Chemistry file format conversion service, provided by PSDI
Project description
PSDI Data Conversion
Version: Pre-release 2024-02-27
This is the repository for the PSDI PF2 Chemistry File Format Conversion project. The goal of this project is to provide utilities to assist in converting files between the many different file formats used in chemistry, providing information on what converters are available for a given conversion and the expected quality of it, and providing multiple interfaces to perform these conversions. These interfaces are:
- Online web service, available at https://psdidev2.azurewebsites.net
- Version of the web app you can download and run locally (e.g. if you need to convert files which exceed the online app's file size limit)
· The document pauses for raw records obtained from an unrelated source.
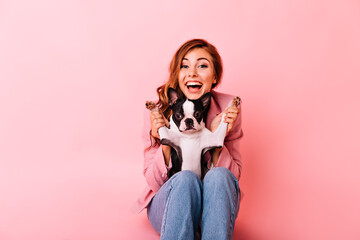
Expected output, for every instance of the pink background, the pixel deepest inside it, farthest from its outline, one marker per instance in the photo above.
(74, 76)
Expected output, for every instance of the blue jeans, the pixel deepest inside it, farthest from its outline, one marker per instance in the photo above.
(185, 203)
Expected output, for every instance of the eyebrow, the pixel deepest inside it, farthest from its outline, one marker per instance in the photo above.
(198, 59)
- Command-line application, to run conversions from a terminal
- Python library
Table of Contents
- Project Structure
- Requirements
- Command-Line Application
- Python Library
- Using the Online Conversion Service
- Running the Python/Flask app locally
- Testing
Project Structure
.githubworkflows- (Automated workflows for various tasks related to project maintenance)
deploy- (Files used as part of the deployment to STFC infrastructure)
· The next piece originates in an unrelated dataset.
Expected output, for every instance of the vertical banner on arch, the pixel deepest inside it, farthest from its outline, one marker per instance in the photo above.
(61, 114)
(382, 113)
psdi_data_conversion(Primary source directory)bin- (Precompiled binaries for running file format converters)
static(Static code and assets for the web app)content- (HTML assets for the web app)
downloads(created by app.py if not extant)img- (image assets for the web app)
javascript- (JavaScript code for the web app)
styles- (CSS stylesheets for the web app)
uploads(created by app.py if not extant)
templates- (HTML assets rendered by Flask for the web app)
__init.py__- (Python packages, modules, and scripts)
scripts- (Scripts used for project maintenance)
test_data- (Files used for testing the project)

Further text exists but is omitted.